March 2, 2011 at 12:21 am #5539

Unregistered

Dear Michal:

I was very disappointed by the omission of key facts in this essay. As the Coordinator of the Half-Jewish Network for adult children and grandchildren of intermarriage, I know that Israel is not “family” for half-Jewish people and does not “welcome” them.

I receive endless news articles and emails from Israel with detailed accounts of the web of negative and discriminatory Israeli laws and policies against half-Jewish people and interfaith couples.

I am in contact with three Israeli Jewish organizations fighting this discriminations. You would do your trip participants a favor by being truthful with them instead of encouraging them false hopes of acceptance.

I have dealt many times with the phenomenon of Israeli Jews — like the ones who falsely assured your half-Jewish trip participants that they were “family” — telling trusting half-Jewish people that they are welcome to Israel.

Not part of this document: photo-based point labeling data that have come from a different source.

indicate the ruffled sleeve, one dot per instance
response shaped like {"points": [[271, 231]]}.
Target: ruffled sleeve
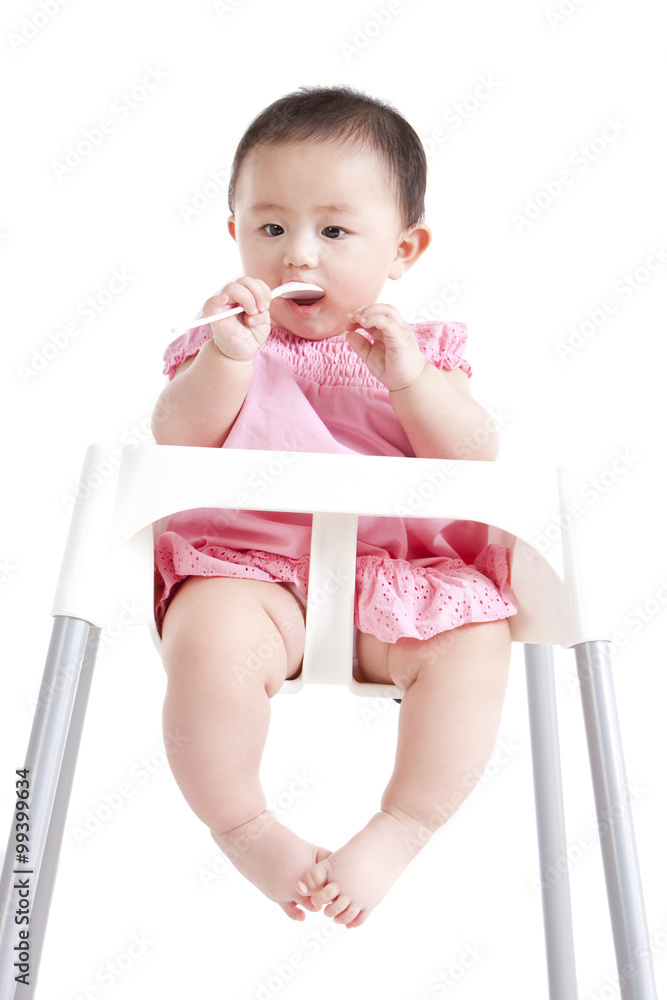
{"points": [[185, 346], [444, 344]]}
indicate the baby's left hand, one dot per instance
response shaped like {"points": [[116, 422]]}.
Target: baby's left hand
{"points": [[394, 357]]}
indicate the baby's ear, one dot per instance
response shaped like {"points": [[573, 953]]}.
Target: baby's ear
{"points": [[413, 243]]}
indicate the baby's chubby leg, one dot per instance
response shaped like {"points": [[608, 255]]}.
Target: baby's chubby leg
{"points": [[227, 647], [454, 688]]}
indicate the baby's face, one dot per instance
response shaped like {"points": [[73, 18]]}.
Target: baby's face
{"points": [[319, 213]]}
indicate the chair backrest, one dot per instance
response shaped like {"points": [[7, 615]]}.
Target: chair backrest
{"points": [[109, 553]]}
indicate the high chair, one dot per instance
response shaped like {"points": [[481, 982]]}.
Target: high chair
{"points": [[109, 559]]}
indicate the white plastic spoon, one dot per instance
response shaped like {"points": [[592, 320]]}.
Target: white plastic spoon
{"points": [[290, 290]]}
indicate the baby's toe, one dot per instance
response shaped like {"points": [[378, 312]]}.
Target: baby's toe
{"points": [[316, 878], [353, 916], [339, 904], [293, 911]]}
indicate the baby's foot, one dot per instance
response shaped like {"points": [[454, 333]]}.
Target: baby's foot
{"points": [[272, 858], [357, 877]]}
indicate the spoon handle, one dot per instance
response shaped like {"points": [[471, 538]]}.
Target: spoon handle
{"points": [[204, 320]]}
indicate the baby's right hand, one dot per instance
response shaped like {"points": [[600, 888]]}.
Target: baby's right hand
{"points": [[240, 337]]}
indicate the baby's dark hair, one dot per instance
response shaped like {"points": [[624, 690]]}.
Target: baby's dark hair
{"points": [[321, 114]]}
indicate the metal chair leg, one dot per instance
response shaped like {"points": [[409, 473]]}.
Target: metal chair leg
{"points": [[49, 766], [617, 839], [552, 844]]}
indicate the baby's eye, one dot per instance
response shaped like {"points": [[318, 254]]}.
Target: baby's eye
{"points": [[333, 232]]}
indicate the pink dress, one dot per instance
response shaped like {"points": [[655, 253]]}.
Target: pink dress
{"points": [[415, 577]]}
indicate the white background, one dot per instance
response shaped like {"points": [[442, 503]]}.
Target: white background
{"points": [[534, 91]]}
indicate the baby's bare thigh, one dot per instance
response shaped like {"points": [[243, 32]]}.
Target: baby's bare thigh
{"points": [[208, 614], [401, 662]]}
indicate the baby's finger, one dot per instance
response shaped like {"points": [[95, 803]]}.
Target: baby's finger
{"points": [[377, 314], [242, 295], [359, 344], [215, 304]]}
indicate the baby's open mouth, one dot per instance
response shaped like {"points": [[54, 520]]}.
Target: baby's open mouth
{"points": [[307, 302], [306, 305]]}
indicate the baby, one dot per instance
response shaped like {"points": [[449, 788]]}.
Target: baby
{"points": [[327, 187]]}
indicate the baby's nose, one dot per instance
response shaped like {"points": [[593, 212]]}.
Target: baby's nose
{"points": [[300, 252]]}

Sadly, many Israelis apparently believe that populating Israel even with half-Jewish people so that they will have allies within their political parties and have people to join the IDF takes precedence over the truth.

It’s not “complicated.”

Sincerely,
Robin Margolis

March 2, 2011 at 7:28 am #5544

Robin Margolis

Michal, I wish to apologize if my comment on your article is coming across as overly critical. I can tell that perhaps you have family members. You’re trying to be positive about Israel. But if you are the child of an intermarriage, I hope you’ll consider that other half-Jewish people desperately need you to tell them what is going on for half-Jewish people in Israel. You could be very helpful to them.

March 2, 2011 at 7:42 am #5545

Robin Margolis

Michal, second apology — one sentence should have read — “I can tell that you perhaps have family members in Israel.”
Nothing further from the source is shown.